In honour of Black History Month, Matt Snow, CEO of Praxity participant firm DHG, sat down with the firm’s new leader of inclusion and diversity (I&D), Kevin Price, to talk about is new role. The key takeaway is recognising and valuing our differences in the workplace – from race to age to personality – is fundamental to personal and business growth. Moreover, every single one of us has a role to play.
Matt: In February, we recognized Black History Month. Why is celebrating Black History Month and other I&D-related celebrations so important?
Kevin: Black History Month, and all of the respective heritage months, are important because they provide us with the opportunity to learn more about a culture that may be different but very important to the person sitting right next to you today, someone that lives next to you, or even that person that you may hire to join your team tomorrow. It’s valuable to approach these opportunities from a position of curiosity and to appreciate the occasion to learn.

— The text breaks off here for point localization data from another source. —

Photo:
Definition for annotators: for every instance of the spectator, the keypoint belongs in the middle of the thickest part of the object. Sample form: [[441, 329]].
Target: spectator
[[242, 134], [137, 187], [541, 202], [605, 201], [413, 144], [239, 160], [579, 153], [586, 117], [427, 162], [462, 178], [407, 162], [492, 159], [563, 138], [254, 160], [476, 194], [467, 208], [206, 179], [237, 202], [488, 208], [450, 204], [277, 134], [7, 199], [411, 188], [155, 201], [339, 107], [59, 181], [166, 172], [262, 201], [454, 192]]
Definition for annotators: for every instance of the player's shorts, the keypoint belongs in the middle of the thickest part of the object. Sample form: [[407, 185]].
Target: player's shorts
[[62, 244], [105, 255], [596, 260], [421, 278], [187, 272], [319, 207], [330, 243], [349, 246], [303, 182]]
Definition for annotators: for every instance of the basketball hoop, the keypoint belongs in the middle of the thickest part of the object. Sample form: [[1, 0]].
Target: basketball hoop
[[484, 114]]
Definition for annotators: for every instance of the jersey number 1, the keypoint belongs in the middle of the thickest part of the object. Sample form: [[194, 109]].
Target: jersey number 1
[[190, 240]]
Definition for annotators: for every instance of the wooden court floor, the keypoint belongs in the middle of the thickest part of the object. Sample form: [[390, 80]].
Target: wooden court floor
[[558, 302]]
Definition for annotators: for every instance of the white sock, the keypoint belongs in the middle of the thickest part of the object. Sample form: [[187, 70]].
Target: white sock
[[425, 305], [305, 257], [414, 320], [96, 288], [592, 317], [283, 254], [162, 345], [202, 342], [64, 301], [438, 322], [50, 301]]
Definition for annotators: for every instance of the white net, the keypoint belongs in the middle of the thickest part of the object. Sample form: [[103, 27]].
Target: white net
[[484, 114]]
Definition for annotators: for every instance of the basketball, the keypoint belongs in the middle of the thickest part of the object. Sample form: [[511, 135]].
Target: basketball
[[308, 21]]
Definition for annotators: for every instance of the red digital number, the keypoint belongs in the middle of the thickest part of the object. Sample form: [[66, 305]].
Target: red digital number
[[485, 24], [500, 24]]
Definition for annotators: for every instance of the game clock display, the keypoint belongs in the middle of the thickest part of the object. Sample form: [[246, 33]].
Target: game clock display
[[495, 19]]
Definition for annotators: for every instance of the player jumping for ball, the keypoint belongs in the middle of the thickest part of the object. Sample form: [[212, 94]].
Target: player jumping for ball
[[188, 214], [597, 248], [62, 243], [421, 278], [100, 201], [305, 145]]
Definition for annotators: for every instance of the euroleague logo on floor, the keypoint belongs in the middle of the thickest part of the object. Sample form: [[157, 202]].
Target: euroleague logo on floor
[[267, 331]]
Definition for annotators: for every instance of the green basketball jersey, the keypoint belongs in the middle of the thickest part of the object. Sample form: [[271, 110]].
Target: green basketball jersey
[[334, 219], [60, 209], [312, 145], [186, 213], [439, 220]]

Matt: For me, highlighting things we may not already know a lot about and creating an understanding of where we are today is such an important part of any historical month or cultural celebration. In the case of Black History Month, I think recognizing the impact of historical injustices can help tell the story of why we are where we are today. I learned that in listening to one of our team members talk about going to a lynching museum. Listening to her experience and trying to put myself in her shoes had a profound impact on me. How can our people lean in to inclusion and diversity at DHG? And why should they lean in?
Everyone can play a part
Kevin: I think our people can lean into our I&D journey by cultivating a spirit of curiosity and maintaining an open mind to explore something new and fresh. It’s also having an awareness of what may be important to someone else. I think with our clients and with our general approach, we must really bake I&D into the DNA of our organization. Building behaviours out of inclusive values, that’s really important from a whole person perspective. We want to inspire our people to live an inclusive mindset all of the time, not just during the hours they’re at DHG.

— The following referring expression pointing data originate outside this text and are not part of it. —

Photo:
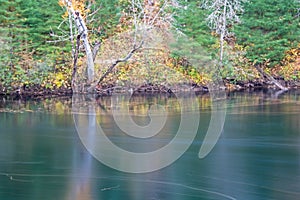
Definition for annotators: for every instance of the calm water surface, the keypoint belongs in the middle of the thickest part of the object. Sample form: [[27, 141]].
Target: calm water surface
[[256, 157]]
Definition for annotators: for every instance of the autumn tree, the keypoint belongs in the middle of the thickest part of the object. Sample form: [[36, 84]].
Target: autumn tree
[[223, 15]]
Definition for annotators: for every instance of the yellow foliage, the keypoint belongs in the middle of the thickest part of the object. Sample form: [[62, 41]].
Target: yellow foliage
[[77, 5]]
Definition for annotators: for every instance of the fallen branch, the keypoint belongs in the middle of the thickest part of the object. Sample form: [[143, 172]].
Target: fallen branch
[[126, 58]]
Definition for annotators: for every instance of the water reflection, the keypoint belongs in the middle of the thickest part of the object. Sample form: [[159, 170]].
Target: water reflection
[[257, 156]]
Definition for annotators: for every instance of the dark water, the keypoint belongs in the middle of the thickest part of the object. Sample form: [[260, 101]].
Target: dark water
[[256, 157]]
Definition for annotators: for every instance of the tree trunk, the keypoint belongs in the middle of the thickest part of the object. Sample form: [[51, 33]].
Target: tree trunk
[[83, 31], [222, 35]]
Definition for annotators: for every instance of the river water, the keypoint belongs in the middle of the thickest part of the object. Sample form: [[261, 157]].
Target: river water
[[257, 156]]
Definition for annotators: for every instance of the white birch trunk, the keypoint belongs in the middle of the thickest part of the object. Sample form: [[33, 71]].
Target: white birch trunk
[[83, 31]]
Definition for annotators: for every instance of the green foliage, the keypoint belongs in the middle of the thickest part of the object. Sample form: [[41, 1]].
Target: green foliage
[[191, 21], [269, 28]]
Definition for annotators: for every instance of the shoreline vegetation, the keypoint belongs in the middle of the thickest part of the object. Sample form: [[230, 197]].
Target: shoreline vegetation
[[62, 47]]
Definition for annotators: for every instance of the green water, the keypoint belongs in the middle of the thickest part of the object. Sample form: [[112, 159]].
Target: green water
[[256, 157]]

Matt: Thinking about the Firm of the Future (DHG’s ongoing journey to be high trust and high performing), what do you think inclusion and diversity will look like at DHG in 5 years?
Kevin: If you think about it, the Firm of the Future is tomorrow, it’s Monday and Tuesday, and so on. So our steps today are vital in delivering that inclusive workplace that respects every ounce of diversity that we bring to the firm and beyond. It’s important to know that diversity will continue to evolve, so we have to be proactive and prepared in our approach. In five years, hopefully less time than that, inclusion and diversity will be engrained into our organizational DNA. It will be second nature in all that we do and we will be the industry leader in terms of delivering an inclusive workplace. I think we should all strive to be an “anti” person, not a “not” person. What I mean by that is it’s not enough to say that you’re not exclusive, you should be anti-exclusive. The goal is to instil the courage in everyone to address something that’s not welcomed in our workplace. So if you’re anti whatever it is, you don’t sit on the sidelines blindly, you address it properly. It’s important that we all take an active part in fostering our inclusive environment.
Matt: As we continue to learn more in the I&D space, what resources would you recommend we explore?
Kevin: There are great resources out there from fantastic thought leaders in the I&D space, but for me, I think the greatest resource to really grow your I&D mindset is the person sitting right next to you. We have an infinite number of resources at DHG that we can learn from. Learn from someone who may look differently from you, or someone who may think differently than you. Be inquisitive and use that person as a resource. I like to bring up the example of introverts and extroverts, particularly introverts in meetings. A lot of folks aren’t asking the introvert, “What do you think?” Grow outside of your shell and find an opportunity to say, “I know you didn’t say a whole lot in the meeting, but I know you have a lot going on in your mind. What are your thoughts?”
You could pull up a book right now that would detail how to fly an airplane, but there is nothing in the book that is going to replace the experience of actually being in the airplane. You’re going to have your hand on the yoke and the throttle, you operate with muscle memory, but there are so many other things that you’re going to experience that a book can’t begin to convey. What does it feel like to see traffic off your right wing that you weren’t expecting? What does it feel like to hit an air pocket? A book doesn’t cover that. There’s no substitute for actual, real world learning. A book may be able to tell you how to interact with someone who may be different from you, but there’s no substitute for the fire and the passion you see in someone’s eye for something that may be really important to them.
Matt: Thank you for sharing your perspective with us. You are exactly right- the Firm of the Future is sooner than we think and leaning in will be key to our success. Change starts today…and it begins with each of us. Lean in. Be the change!